Affaire Audin : que vienne l’heure de la vérité

Parce qu’il m’est donné l’occasion de fêter la générosité, la solidarité et l’entraide dans cet espace, j’exprime, moins que je le devrais mais bien plus que ceux qui ont pour profession de retisser nos liens, ma gratitude à tous ceux qui me rendent la vie si douce par les minutes gratuites qu’ils me donnent ! 

Il est temps de prendre le temps de remercier, plus profondément que par de brèves allusions, un homme qui a changé mon destin. Remontons le temps ensemble, si vous le voulez bien. 1984. J’entre en licence de mathématiques à Paris VI. Aucun livre ni support de cours ne m’était accessible. Les exercices à faire en travaux dirigés nous étaient distribués sur table. Un professeur avait construit une méthode originale et très moderne pour nous faire travailler. Il nous incitait à nous regrouper par affinités et à cogiter, à rédiger ensemble, venant de temps à autre ouvrir ou fermer quelques portes à nos intelligences en action.

Au bout de la deuxième séance, il comprit que j’étais très désavantagé par rapport à mes camarades, et que je risquais d’être mis hors jeu s’il ne trouvait pas une manière d’égaliser mes chances avec les leurs. Il me proposa alors de m’accueillir en cours particulier gratuitement, tous les samedis, afin de réaliser ces travaux dirigés dans des conditions optimales. Ce professeur adulé de ses élèves, universellement respecté pour son parcours exemplaire, s’est éteint l’an dernier. Sans avoir assisté à l’issue favorable du dernier combat public de sa vie. Il avait en effet résolu de faire éclater la vérité sur l’affaire Maurice Audin.

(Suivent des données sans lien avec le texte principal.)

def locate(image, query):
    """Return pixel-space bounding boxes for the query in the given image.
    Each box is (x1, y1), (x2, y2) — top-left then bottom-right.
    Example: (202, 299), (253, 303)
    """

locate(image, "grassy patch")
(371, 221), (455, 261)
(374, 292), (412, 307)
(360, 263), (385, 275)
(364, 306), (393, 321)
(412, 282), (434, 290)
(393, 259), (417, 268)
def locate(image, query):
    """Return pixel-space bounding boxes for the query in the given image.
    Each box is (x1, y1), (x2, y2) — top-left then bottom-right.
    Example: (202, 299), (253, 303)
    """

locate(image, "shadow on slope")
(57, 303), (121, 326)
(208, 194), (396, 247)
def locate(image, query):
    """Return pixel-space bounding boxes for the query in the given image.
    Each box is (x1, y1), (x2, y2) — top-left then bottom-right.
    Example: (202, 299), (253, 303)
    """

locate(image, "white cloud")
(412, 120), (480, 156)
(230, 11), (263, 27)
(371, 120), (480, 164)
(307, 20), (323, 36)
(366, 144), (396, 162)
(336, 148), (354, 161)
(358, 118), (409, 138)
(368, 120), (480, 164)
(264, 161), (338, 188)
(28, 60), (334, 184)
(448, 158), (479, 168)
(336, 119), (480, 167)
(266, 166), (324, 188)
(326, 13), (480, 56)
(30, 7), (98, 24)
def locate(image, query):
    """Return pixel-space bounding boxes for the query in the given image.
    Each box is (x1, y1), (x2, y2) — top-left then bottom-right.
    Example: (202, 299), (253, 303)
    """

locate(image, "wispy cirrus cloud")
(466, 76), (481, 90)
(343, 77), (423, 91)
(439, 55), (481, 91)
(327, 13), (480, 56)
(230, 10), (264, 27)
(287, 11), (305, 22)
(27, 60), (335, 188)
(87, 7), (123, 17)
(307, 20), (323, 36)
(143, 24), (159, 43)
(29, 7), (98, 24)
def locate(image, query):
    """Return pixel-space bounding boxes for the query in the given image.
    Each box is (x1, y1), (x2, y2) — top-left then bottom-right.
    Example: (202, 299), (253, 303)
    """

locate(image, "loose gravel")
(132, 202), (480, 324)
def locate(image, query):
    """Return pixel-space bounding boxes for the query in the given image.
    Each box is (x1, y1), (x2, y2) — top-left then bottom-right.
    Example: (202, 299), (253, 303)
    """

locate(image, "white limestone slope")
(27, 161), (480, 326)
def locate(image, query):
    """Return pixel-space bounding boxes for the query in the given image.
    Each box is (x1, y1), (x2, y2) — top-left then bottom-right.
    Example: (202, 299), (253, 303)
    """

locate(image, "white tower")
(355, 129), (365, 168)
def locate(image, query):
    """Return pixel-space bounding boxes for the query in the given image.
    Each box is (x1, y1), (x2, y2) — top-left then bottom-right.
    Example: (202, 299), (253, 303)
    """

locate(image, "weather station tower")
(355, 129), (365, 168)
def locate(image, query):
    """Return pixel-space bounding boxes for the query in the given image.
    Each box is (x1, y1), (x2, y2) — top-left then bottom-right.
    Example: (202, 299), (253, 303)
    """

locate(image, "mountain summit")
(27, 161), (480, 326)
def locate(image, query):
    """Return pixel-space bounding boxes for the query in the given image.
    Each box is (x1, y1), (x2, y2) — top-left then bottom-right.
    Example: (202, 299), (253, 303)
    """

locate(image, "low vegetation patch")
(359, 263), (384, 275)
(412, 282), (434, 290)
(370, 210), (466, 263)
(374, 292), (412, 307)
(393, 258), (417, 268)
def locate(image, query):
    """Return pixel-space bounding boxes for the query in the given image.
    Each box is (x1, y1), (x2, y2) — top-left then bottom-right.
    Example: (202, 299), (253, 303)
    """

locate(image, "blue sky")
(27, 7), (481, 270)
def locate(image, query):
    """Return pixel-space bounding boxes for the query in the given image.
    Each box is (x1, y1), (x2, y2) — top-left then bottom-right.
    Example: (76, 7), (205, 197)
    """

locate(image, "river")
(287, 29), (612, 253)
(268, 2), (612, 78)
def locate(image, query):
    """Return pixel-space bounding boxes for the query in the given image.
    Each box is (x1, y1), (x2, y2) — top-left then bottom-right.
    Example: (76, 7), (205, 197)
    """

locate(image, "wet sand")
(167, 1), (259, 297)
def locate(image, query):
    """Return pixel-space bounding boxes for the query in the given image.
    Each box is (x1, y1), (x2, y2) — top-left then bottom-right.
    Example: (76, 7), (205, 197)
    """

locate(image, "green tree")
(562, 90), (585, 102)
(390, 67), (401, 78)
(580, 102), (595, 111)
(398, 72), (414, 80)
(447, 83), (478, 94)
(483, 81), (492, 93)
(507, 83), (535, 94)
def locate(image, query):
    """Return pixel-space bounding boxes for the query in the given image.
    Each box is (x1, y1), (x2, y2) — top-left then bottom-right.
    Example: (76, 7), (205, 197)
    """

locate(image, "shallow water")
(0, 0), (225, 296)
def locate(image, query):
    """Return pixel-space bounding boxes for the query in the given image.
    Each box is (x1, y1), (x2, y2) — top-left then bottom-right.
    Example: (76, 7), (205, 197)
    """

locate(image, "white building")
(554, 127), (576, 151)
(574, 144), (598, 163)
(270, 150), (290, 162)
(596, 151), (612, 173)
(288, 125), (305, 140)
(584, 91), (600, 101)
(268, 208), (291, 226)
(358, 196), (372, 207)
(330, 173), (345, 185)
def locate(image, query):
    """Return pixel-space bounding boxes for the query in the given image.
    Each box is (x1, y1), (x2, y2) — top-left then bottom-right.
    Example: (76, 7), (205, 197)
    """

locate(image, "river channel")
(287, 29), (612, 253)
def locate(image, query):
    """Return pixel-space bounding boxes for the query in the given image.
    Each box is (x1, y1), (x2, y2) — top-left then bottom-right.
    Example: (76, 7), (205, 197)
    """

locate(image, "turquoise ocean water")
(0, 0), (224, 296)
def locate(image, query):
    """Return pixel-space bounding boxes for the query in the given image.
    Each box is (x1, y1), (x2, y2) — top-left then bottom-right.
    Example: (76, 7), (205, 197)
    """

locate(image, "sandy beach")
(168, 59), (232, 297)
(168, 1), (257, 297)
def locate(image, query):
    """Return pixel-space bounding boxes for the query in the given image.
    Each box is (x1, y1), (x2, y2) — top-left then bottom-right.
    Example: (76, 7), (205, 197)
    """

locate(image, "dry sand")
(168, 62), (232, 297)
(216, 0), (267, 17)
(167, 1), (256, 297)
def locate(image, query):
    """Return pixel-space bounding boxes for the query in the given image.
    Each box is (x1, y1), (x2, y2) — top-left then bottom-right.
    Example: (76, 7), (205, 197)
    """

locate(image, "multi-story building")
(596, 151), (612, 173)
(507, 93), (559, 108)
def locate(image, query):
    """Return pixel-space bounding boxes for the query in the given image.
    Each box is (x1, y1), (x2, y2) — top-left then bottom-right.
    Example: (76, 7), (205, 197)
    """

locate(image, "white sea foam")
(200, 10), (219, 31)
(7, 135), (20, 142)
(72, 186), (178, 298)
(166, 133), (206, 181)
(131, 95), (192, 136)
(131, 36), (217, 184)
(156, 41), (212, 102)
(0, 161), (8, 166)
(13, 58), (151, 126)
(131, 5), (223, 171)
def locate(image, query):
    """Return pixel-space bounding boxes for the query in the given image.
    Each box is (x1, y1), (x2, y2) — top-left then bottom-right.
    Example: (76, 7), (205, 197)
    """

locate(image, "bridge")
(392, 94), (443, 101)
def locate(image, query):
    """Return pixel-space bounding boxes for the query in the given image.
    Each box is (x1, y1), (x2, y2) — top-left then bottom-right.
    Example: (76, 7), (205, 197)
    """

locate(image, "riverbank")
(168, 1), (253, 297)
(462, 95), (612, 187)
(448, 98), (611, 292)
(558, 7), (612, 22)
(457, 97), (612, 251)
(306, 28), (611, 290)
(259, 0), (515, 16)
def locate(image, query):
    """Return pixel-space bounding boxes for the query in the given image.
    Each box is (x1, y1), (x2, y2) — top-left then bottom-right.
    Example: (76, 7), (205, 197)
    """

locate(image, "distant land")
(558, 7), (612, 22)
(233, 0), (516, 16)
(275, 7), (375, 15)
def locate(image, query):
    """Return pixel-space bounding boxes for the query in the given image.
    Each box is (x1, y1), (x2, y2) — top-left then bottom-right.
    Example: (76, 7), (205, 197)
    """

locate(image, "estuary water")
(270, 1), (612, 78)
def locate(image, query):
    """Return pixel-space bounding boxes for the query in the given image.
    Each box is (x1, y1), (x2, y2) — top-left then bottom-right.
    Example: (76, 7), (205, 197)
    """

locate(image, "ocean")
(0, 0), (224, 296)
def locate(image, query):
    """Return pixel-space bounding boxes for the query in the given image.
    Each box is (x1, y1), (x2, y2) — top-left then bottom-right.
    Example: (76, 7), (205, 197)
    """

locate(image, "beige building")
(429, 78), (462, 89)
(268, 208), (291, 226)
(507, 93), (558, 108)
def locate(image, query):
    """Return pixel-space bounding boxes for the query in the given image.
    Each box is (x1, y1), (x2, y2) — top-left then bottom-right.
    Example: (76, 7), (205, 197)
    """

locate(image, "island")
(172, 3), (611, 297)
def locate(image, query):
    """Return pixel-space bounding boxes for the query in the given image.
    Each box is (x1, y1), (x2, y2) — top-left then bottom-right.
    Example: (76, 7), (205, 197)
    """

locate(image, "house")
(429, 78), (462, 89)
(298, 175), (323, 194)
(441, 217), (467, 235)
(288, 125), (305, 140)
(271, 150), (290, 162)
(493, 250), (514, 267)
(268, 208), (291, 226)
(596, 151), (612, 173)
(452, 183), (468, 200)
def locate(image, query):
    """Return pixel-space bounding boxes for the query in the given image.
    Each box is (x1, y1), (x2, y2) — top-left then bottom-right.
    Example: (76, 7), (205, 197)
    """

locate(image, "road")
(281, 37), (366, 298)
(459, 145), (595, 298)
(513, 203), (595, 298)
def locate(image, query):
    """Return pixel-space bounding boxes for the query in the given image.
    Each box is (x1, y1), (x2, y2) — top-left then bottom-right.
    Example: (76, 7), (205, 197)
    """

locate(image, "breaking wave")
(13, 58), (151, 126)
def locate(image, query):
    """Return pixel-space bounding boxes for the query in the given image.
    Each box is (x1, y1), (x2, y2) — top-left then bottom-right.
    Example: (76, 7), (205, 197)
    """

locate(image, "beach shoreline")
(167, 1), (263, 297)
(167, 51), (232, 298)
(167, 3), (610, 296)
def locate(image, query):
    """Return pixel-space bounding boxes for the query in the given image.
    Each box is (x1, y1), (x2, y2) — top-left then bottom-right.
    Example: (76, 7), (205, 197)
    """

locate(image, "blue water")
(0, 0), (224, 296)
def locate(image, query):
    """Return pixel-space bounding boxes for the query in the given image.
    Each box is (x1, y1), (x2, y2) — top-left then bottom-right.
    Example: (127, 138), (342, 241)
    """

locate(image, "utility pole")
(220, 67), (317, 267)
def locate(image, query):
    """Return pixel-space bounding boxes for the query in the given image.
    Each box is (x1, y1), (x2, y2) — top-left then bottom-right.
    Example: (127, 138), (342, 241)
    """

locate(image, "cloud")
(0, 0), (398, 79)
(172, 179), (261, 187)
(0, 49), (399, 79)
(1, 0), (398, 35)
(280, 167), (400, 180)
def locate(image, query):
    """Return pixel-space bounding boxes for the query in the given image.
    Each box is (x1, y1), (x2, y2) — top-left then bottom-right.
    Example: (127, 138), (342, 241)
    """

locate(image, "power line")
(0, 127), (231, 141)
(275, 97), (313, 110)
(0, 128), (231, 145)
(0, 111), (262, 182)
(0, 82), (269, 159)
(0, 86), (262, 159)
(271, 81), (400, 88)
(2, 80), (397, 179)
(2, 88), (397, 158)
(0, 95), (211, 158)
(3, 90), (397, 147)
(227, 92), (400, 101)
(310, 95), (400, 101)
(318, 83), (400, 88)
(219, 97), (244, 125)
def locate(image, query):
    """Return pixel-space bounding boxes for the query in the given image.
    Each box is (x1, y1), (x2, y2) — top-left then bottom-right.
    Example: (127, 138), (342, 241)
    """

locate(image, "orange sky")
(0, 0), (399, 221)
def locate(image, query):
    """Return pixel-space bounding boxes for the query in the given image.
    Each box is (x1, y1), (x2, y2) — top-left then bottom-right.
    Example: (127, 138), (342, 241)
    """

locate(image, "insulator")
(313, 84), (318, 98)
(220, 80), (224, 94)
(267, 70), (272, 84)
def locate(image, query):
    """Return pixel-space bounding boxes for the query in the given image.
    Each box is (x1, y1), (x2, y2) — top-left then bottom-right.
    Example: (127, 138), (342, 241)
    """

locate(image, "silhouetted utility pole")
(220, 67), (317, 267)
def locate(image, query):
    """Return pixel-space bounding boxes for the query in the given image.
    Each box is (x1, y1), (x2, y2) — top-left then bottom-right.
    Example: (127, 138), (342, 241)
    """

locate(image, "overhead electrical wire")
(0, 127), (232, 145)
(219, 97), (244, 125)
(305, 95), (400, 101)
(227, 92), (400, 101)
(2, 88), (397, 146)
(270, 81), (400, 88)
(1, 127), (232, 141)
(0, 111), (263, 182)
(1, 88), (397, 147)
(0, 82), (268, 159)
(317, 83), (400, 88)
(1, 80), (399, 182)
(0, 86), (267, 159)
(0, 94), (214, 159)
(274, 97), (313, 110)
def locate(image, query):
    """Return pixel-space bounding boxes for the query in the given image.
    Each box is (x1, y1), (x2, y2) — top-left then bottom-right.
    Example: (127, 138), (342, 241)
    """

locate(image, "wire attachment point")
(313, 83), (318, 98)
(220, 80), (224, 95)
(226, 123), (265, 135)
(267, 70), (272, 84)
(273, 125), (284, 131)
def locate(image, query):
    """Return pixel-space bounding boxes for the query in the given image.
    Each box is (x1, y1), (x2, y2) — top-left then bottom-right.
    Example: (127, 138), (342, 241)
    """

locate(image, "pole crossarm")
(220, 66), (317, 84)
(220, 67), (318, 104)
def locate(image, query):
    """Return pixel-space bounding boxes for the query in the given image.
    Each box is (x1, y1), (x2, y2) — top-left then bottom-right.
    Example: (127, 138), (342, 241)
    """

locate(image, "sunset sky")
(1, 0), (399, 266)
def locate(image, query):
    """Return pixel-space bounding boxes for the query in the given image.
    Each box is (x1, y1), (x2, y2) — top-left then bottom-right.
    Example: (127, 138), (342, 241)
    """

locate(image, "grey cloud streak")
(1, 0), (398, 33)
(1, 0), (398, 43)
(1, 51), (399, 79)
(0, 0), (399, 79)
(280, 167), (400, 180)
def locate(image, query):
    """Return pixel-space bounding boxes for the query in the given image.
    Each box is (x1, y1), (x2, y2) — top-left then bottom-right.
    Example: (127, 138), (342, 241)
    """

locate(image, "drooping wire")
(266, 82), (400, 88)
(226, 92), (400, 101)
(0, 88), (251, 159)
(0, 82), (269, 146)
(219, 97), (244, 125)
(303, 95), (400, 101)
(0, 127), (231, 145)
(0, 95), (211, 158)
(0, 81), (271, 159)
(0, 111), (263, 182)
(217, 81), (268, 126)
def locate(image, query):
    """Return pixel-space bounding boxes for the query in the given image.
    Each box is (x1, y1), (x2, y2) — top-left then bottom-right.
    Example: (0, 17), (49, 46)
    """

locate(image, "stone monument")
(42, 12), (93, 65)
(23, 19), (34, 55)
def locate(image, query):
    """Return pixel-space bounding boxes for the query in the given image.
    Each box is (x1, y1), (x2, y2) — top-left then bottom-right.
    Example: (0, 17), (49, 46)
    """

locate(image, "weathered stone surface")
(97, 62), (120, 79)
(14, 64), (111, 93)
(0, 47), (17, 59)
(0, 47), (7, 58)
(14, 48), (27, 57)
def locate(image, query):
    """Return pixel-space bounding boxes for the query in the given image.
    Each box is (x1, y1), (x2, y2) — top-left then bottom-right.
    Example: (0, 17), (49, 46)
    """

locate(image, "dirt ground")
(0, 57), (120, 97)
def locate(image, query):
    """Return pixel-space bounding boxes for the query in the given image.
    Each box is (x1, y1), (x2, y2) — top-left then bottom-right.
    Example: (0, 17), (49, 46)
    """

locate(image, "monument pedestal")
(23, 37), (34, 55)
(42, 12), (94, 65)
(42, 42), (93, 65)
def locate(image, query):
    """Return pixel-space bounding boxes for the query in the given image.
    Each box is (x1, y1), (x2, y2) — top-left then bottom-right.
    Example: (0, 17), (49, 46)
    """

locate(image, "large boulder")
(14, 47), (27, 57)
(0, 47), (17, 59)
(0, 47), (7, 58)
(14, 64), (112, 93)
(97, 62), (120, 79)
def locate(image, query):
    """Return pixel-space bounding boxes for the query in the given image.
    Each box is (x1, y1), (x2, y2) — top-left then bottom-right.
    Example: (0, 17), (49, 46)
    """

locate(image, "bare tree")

Maurice Audin, mathématicien algérien d’origine française, a vu son destin de grand professeur et de chercheur broyé par la guerre d’Algérie, et toutes ses atrocités. Des parachutistes français l’arrêtèrent le 11 juin 1957 à son domicile, l’assignèrent à résidence dans un lieu inconnu… Et nul ne sait précisément ce qu’il est devenu, son corps ayant disparu.  Sa thèse de mathématique fut soutenue in absentia en décembre 1957, et reçue avec la mention « très honorable ».  La version officielle veut que Maurice Audin se soit évadé, et fut pour cela abattu.

Gérard Tronel et les membres de l’association Maurice Audin ont remporté un dernière victoire : le président Hollande a choisi de ne plus retenir cette version officielle comme la vraie. Un faisceau d’indices nous laisse à penser que Maurice Audin fut tué sur ordre par des officiers supérieurs français après avoir été torturé, au mépris de toutes les conventions internationales. La relation franco-algérienne est ainsi jalonnée de cadavres dans les placards. Tant que tous ces placards ne seront pas vidés et nettoyés, nos deux peuples marcheront l’un vers l’autre avec les pieds entravés.

Bertrand Delanoë, novateur sur cette question comme sur beaucoup d’autres, a donné à Maurice Audin une place à son nom, à Paris, en 2004. J’avais, avec Pierre Mansat, porté un vœu au conseil de Paris réclamant la vérité sur cette affaire.

Le grand mathématicien Cédric Villani, aujourd’hui député, a récemment mis tout son poids dans l’aboutissement de cette juste cause, co-signant une tribune, et rendant publique la conviction que le président Emmanuel Macron lui avait confié en privé, selon laquelle Maurice Audin a bien été assassiné.  Cédric Villani préside le jury du prix Maurice Audin de mathématiques, créé par Gérard Tronel, qui fait le lien entre les jeunes espoirs des écoles mathématiques françaises et algériennes, leur permettant de se rencontrer pour échanger.

L’avenir est dans la multiplication de telles initiatives !

Il appartient au président Emmanuel Macron, et à son conseiller en discours et mémoires Sylvain Fort, de tout mettre en œuvre pour que le passé cesse de peser tel une chape de plomb sur cette relation stratégique pour la France comme pour l’Algérie.